Actively involving communities facilitates their empowerment, their appropriation of designed artifacts and also makes possible the local development of new sustainable social technology. Giving embroiderers and fashion designers the role of co-designers offered a more realistic interpretation of the way in which technology involves users: through use, artifacts both modify and are modified by ongoing practices [8]. The plurality and heterogeneity within and between the participating communities in our project led us to conclude that PD does not necessarily imply the complete involvement of all actors in every task, all the time. Limited resources, geographical distance and specialized languages make such participation impossible. Instead, we argue that recognition, dialogue and representation, as presented in our work, are key elements for collectively materializing relevant artifacts as synergies of multiple kinds and forms of knowledge.

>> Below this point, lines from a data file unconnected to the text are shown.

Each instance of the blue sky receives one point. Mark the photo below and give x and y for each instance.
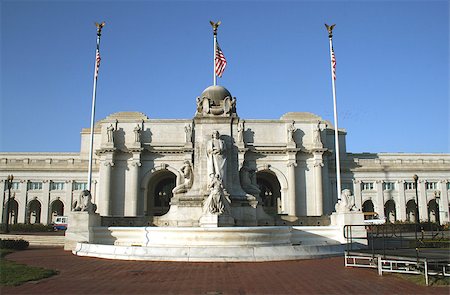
(392, 66)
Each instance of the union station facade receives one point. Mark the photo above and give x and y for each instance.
(289, 162)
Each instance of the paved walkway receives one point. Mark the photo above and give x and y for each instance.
(84, 275)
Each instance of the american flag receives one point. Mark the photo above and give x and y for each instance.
(333, 62)
(220, 61)
(97, 62)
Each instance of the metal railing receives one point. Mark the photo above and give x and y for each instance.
(399, 248)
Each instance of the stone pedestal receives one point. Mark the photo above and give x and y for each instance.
(347, 218)
(80, 228)
(357, 232)
(213, 220)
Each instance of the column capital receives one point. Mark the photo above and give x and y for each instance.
(136, 163)
(292, 164)
(318, 164)
(109, 163)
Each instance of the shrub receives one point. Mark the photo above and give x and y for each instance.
(14, 244)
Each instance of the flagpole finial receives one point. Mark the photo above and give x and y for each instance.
(215, 26)
(330, 30)
(99, 28)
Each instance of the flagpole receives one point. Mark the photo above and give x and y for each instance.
(336, 128)
(215, 26)
(214, 62)
(94, 94)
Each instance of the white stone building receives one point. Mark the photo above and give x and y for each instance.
(138, 162)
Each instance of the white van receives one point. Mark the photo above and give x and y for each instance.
(60, 223)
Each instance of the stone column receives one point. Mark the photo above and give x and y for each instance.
(4, 200)
(134, 187)
(291, 189)
(400, 206)
(379, 205)
(22, 211)
(105, 188)
(67, 201)
(423, 204)
(402, 195)
(318, 164)
(45, 204)
(443, 203)
(357, 193)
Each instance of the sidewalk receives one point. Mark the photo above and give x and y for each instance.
(84, 275)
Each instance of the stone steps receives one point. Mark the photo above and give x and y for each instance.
(36, 240)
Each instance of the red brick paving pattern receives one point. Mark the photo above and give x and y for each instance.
(83, 275)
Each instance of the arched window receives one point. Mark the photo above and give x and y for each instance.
(411, 211)
(57, 209)
(389, 211)
(270, 191)
(160, 192)
(34, 212)
(368, 210)
(13, 211)
(433, 211)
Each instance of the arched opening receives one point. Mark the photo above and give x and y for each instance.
(159, 194)
(411, 211)
(368, 210)
(433, 211)
(270, 191)
(57, 209)
(13, 210)
(389, 211)
(34, 212)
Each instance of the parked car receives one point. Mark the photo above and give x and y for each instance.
(60, 223)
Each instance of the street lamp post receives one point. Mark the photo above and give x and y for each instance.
(437, 196)
(9, 185)
(416, 178)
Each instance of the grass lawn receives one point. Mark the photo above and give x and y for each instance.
(14, 274)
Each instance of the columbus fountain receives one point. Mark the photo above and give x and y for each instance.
(216, 213)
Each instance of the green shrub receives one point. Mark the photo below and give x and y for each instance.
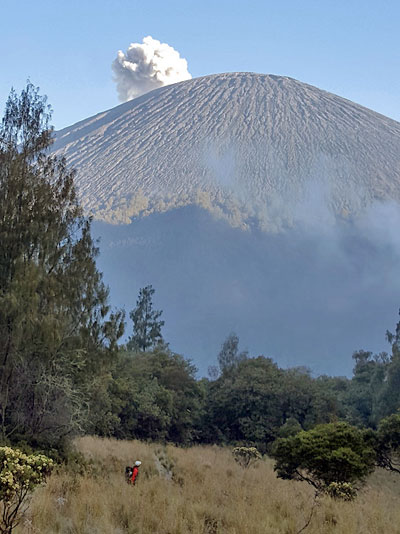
(20, 474)
(246, 456)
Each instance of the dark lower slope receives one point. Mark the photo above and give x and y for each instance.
(305, 297)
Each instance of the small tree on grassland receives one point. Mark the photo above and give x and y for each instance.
(246, 456)
(146, 322)
(20, 474)
(334, 458)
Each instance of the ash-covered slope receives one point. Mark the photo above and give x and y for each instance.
(265, 153)
(247, 147)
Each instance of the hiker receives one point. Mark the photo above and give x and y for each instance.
(135, 471)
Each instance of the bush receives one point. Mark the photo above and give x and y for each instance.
(19, 475)
(246, 456)
(334, 458)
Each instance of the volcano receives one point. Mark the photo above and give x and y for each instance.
(252, 203)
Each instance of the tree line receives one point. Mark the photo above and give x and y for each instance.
(63, 369)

We found out that crafts and technology design share a material dimension in which interacting through doing makes possible the creation of representative artifacts. This creation is achieved when each member is involved in the practices of other collectives within the research team, which generates connections between tradition and innovation, enriching craft without replacing the human role. In our project, getting involved in one another’s practices enabled engineers to be more reflective about the complexity of the knowledge in the hands of embroiderers, but also revealed to caladoras connections between their knowhow and technology that differed from automation. These results may encourage the replication of the presented process with other craft communities, as a way of bringing innovation into their own processes and products.